Economic activity requires concentration. This is why the most expensive time slots for advertising are when the most people are watching. The most expensive real estate is where the most people are. The shopping mall was a natural reaction to big roads undermining the convergence or concentration of people. But, the shopping mall is largely being undone by the same issue, its disconnection from the rest of the urban fabric.

Roads are important delivery systems for concentration. However, if the road isn't "tamed" to be more pedestrian friendly, then it undermines concentration. It becomes an agent of dispersal rather than concentration. Residential then disperses because the preponderance of unsafe, undesirable, inhumane roads. Then retail has no choice but to follow the pattern of dispersal, reducing cross-shopping, concentration, and vitality.

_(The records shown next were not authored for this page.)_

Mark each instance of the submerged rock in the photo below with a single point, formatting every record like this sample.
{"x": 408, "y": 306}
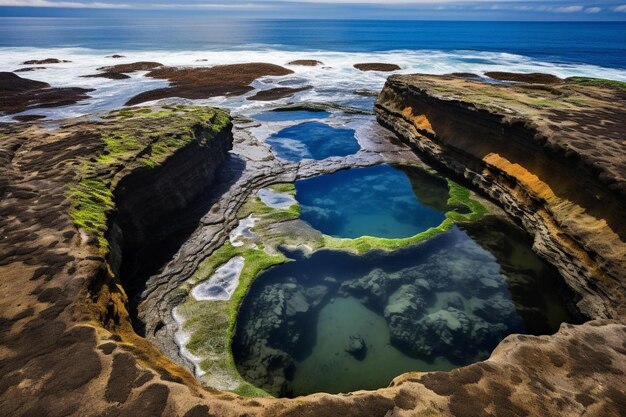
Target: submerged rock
{"x": 306, "y": 62}
{"x": 356, "y": 347}
{"x": 202, "y": 82}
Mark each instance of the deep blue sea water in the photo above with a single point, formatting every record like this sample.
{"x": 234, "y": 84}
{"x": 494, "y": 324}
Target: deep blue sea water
{"x": 313, "y": 140}
{"x": 602, "y": 43}
{"x": 378, "y": 201}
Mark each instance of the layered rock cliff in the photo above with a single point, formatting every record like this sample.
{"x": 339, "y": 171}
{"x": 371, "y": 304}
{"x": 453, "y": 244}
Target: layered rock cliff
{"x": 551, "y": 155}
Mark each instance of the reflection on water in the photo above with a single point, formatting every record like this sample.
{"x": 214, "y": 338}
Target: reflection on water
{"x": 380, "y": 201}
{"x": 313, "y": 140}
{"x": 336, "y": 322}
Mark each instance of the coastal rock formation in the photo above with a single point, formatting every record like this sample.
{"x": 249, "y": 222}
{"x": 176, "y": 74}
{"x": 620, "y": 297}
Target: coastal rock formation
{"x": 18, "y": 94}
{"x": 44, "y": 61}
{"x": 551, "y": 155}
{"x": 198, "y": 83}
{"x": 377, "y": 66}
{"x": 68, "y": 347}
{"x": 306, "y": 62}
{"x": 277, "y": 93}
{"x": 532, "y": 78}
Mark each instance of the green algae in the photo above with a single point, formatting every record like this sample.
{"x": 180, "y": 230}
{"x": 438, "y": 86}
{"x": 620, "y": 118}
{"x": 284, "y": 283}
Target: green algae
{"x": 133, "y": 139}
{"x": 460, "y": 197}
{"x": 211, "y": 324}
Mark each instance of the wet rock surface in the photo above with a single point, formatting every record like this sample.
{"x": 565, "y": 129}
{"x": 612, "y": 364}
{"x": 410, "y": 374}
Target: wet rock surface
{"x": 197, "y": 83}
{"x": 306, "y": 62}
{"x": 377, "y": 66}
{"x": 18, "y": 94}
{"x": 67, "y": 336}
{"x": 44, "y": 61}
{"x": 453, "y": 304}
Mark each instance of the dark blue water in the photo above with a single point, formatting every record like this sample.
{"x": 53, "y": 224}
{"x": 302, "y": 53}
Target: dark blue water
{"x": 596, "y": 43}
{"x": 378, "y": 201}
{"x": 435, "y": 306}
{"x": 313, "y": 140}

Also, if the road isn't "tamed" then any "urban" development nearby have to effectively turn their back on the road. The cutting edge in urban planning is showing that this too is not effectively allowing properties to reach their highest and best use or value. Studies reveal that for every deviation from a main stem or axis (the turning off of an arterial) shows a correlated reduction in real estate value.
(Some even suggest that every slight turn of a street may as well, but this can also be compensated by improved place and character of winding streets.)

This is why before assembly line, industrialization, and theoretical planning, et al began undermining thousands of years of adapted city evolution, that real estate value and density clustered along the "High" Street or "Main" Street.

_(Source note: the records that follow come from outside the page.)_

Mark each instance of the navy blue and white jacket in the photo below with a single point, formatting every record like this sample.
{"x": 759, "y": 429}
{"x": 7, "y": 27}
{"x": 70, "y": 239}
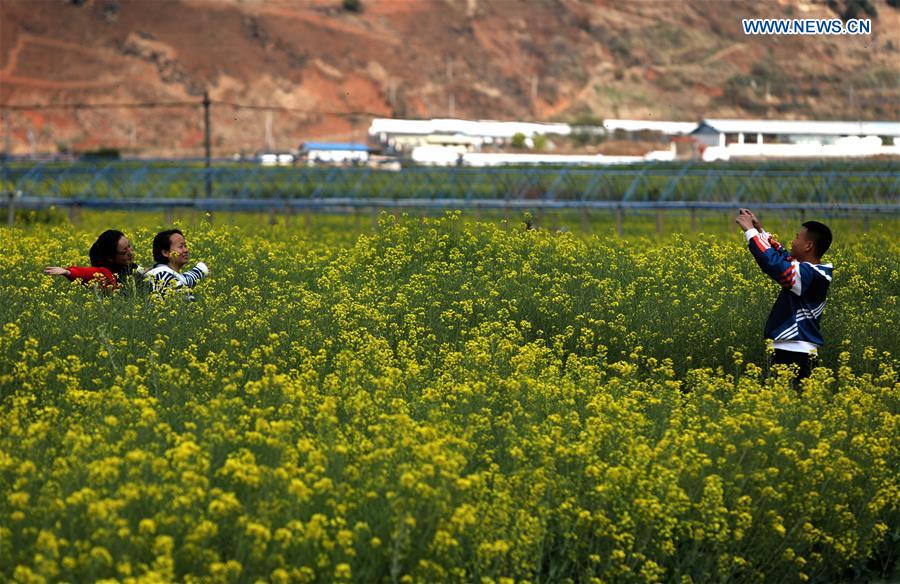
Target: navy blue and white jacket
{"x": 163, "y": 278}
{"x": 794, "y": 321}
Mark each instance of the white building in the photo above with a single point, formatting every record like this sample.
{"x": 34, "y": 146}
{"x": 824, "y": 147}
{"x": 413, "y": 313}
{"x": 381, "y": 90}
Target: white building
{"x": 728, "y": 139}
{"x": 406, "y": 135}
{"x": 721, "y": 132}
{"x": 660, "y": 127}
{"x": 334, "y": 152}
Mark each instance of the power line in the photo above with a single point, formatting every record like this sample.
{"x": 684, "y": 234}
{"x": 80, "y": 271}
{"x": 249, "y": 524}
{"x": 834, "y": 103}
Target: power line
{"x": 234, "y": 105}
{"x": 49, "y": 106}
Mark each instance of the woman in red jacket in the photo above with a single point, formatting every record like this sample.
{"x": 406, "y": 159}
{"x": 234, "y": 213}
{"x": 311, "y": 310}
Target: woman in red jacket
{"x": 112, "y": 261}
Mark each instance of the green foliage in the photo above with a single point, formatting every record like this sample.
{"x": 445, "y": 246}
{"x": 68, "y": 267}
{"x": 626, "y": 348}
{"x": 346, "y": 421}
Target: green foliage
{"x": 352, "y": 5}
{"x": 441, "y": 400}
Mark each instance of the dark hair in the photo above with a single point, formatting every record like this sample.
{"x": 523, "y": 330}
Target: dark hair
{"x": 163, "y": 242}
{"x": 820, "y": 236}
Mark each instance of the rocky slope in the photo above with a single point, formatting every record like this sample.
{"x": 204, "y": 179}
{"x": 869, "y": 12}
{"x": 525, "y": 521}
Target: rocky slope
{"x": 328, "y": 69}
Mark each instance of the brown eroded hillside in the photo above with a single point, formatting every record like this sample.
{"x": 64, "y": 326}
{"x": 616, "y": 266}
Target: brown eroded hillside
{"x": 317, "y": 61}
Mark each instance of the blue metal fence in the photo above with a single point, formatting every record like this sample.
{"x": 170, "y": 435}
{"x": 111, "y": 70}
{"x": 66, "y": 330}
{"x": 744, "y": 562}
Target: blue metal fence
{"x": 868, "y": 186}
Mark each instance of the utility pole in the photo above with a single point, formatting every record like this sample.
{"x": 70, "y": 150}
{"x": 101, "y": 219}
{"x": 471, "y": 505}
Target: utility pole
{"x": 451, "y": 102}
{"x": 206, "y": 143}
{"x": 7, "y": 149}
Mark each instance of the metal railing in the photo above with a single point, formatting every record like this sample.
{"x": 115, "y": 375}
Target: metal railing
{"x": 866, "y": 187}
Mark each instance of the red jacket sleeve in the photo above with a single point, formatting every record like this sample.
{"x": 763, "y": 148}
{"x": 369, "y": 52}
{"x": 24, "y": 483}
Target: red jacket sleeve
{"x": 88, "y": 274}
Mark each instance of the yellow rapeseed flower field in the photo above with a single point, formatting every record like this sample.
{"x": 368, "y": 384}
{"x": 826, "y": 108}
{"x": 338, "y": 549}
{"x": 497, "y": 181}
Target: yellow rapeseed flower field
{"x": 443, "y": 400}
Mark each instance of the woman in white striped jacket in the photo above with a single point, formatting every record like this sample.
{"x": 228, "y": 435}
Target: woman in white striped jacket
{"x": 171, "y": 254}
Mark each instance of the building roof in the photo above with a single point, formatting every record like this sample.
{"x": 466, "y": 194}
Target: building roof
{"x": 800, "y": 127}
{"x": 648, "y": 125}
{"x": 340, "y": 146}
{"x": 481, "y": 128}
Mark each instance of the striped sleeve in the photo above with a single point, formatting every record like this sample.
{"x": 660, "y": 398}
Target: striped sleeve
{"x": 774, "y": 260}
{"x": 195, "y": 274}
{"x": 164, "y": 280}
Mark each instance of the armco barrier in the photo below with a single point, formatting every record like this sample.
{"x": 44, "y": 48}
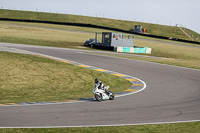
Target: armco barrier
{"x": 141, "y": 50}
{"x": 96, "y": 26}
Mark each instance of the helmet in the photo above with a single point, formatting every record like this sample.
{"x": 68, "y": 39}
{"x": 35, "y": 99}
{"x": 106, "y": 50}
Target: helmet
{"x": 96, "y": 81}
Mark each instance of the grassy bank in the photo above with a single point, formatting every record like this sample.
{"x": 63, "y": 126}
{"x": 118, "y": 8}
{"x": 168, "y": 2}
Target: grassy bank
{"x": 154, "y": 29}
{"x": 27, "y": 78}
{"x": 73, "y": 37}
{"x": 193, "y": 127}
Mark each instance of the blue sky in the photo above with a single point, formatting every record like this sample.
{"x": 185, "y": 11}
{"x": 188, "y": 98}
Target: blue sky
{"x": 170, "y": 12}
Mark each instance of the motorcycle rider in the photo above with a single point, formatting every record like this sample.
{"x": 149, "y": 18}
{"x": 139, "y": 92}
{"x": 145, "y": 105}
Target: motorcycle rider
{"x": 100, "y": 85}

On the other hand, the current design of our streets also reduces adjacent value. Developers, whether for residential, retail, or mixed-use want to be near the concentration that arterials provide, but also want to be nowhere near them.

20th century transportation policies have put the "economy of place" at odds with the "movement economy" undermining economic activity, efficiency, and value.

Thursday, April 8, 2010

On Choice, Highways, and Pulling People from the Dark Age



From The Genius of the Beast by Howard Bloom in a chapter entitled Choice Production, one of my favorite recent subjects. In it he discusses the ending of the Dark Ages via intercity trade reemerging in "fairs" or markets of European cities and the role that vestigial Roman "continent-spanning trade hookups" aka roads played in pulling the continent out of the Dark Age, or what he argues was a malady of the mind and coercive policies/directives that enforced a disconnected world of censorship turning all minds into black holes rather than burning stars:
Traveling merchants gave you the chance to buy a glass vase from Byzantium or a steel knife from Spain. Like any good thing, choice in overdose can be a poison. But in moderate amounts, choice gives you a sense of control. And a sense of control ups the power of your immune system, boosts alertness in your brain, and stimulates new brain cells to grow.
Today, I would (and have) argued that we at the same time have both too much and too limited choice for markets of choice and commerce to properly function. This also applies to transportation, as I wrote here:
Currently in many cities, American ones in particular (and especially in Dallas), all roads lead to highways. Highways are literally the one place where all ages from 16-80 (and younger for passengers), all incomes, all backgrounds, converge and interact. Except that interaction is hardly a compassionate or courteous one. We forget all of our cultural mores for acceptable behavior when somebody is cutting us off to make the exit. Gotta get to work to push that paper on time!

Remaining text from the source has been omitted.